Police and Daly Fire Department rescuers found the balloon's control hatch open, but there were no signs of fire or other damage. The onboard radio was functioning normally, and both men's parachutes were intact.

The airship lacked the anti-submarine equipment it normally carried, but was soon discovered on a nearby golf course. Aside from the two men, the only thing missing from the airship were their life jackets. This in itself was not surprising, as it was standard practice for pilots to wear life jackets while flying.

Things became even more mysterious as authorities investigated. The waters off San Francisco that day were busy with fishing boats, as well as navy and coast guard vessels, so the balloon’s movements were widely seen.

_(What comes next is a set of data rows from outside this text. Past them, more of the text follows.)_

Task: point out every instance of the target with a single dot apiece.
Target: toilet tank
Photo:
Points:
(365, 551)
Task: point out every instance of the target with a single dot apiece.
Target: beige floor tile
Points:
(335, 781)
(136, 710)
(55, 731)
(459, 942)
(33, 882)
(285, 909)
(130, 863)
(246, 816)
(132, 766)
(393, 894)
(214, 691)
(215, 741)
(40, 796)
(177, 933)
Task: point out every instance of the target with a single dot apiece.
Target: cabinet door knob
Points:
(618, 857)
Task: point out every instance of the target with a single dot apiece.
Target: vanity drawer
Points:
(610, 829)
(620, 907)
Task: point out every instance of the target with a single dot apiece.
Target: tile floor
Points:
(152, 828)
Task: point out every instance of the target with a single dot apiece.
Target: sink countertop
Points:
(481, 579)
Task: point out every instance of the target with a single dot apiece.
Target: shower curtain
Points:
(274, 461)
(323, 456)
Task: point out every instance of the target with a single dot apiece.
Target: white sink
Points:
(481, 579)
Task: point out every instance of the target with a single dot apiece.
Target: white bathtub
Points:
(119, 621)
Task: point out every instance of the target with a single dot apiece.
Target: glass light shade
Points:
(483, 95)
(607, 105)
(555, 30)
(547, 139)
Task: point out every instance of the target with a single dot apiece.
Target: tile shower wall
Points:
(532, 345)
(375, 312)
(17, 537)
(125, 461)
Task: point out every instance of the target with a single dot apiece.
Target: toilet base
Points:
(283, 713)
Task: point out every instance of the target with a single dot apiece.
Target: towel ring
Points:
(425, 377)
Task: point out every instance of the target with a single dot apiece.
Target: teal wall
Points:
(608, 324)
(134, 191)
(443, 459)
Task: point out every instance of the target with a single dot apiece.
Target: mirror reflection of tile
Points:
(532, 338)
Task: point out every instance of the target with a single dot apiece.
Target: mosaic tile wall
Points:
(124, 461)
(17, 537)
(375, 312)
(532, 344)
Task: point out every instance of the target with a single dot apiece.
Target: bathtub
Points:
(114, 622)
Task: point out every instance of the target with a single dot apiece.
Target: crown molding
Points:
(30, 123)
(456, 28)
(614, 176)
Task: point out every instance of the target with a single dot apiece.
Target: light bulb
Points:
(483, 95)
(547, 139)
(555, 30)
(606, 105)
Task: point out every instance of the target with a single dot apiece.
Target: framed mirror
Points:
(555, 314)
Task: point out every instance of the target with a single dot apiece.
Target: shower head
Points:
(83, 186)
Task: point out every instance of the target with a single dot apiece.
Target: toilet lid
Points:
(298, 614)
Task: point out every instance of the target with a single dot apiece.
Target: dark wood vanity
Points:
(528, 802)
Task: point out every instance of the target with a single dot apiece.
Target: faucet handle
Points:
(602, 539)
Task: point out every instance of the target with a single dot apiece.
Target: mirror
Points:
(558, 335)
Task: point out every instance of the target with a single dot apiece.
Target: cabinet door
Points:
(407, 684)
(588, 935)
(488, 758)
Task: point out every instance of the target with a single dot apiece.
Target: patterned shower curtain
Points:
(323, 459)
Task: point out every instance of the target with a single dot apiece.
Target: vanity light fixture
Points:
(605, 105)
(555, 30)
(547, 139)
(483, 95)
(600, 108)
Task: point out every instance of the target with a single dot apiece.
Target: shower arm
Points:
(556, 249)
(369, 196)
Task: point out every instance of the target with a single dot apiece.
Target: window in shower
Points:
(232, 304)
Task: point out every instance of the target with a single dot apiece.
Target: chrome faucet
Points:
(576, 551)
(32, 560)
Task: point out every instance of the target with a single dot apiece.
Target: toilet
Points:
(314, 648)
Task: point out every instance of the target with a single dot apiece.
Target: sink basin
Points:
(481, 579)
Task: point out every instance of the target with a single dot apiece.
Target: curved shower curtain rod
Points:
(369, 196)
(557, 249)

According to witnesses, the balloon dropped two smoke bombs on the oil slick to mark its location, then rose higher. A search plane spotted it at nearly 2,000 feet, twice its normal altitude, before it plunged below the clouds.

Meanwhile, on the ground, hundreds of people watched as the balloon deflated and became increasingly deformed. One person described it as looking like a "big, spoiled sausage".

Airship L-8 crashes onto a suburban street in Daly City, California, on August 16, 1942. Photo: National Archives via Moffett Field Historical Society

The wreckage of the L-8 blimp on a suburban street in Daly City, California, on August 16, 1942. Photo: National Archives via Moffett Field Historical Society

Witnesses gave conflicting accounts. Some claimed they saw no one on the balloon. A woman riding a horse in the area said she used binoculars to see not two but three people on the balloon. Others said they saw two men parachute out of the balloon.

Many experts today support the theory that the two pilots simply crashed, perhaps when one went to fix something outside the balloon and slipped, and the other fell while trying to save his comrade. The Navy also supports this explanation, but more than 80 years later, they still note that it is "pure speculation."